Power Factor Analysis of Dual-Stator Permanent Magnet Vernier Motor With Consideration on Turn-Number Assignment of Inner and Outer Stator Windings

Permanent magnet vernier motors (PMVMs) are extremely attractive in low-speed large-torque (LSLT) and direct-drive (DD) applications, due to high torque density and simple structure. However, they suffer from low power factor (PF). The existing research has shown that dual-stator PMVM (DS-PMVM) is an effective topology to improve the PF. This article focuses on the PF analysis of DS-PMVMs to maximize the PF. The analytical perspective is not trying to propose new topologies of DS-PMVMs but to consider the turn-number assignment of the inner and outer stator windings. In this article, both the analytical and the operational procedures are elaborated; by combining the 2-D finite element method (FEM) with the mathematical method, two DS-PMVMs are used to verify the theoretical analysis. The simulation results agree well with the results obtained by the theoretical analysis.
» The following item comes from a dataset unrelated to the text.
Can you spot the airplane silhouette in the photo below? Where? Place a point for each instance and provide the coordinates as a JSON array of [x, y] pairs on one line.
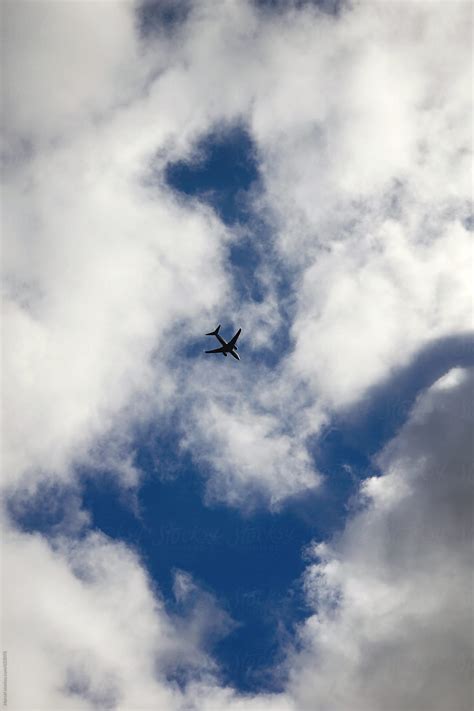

The results also showed that 1) if the inductances of single-turn inner and outer stator windings are close or equal, the equal turn-number of inner and outer stator windings will make the PF of DS-PMVM maximum; otherwise, the PF will reach maximum with the unequal turn-number assignment and 2) the turn-number assignment can not only maximize the PF of DS-PMVMs but also meet the torque requirement.

Automated summary

DS-PMVM is an effective topology to improve power factor, and the turn-number assignment of inner and outer stator windings can maximize power factor while meeting torque requirements.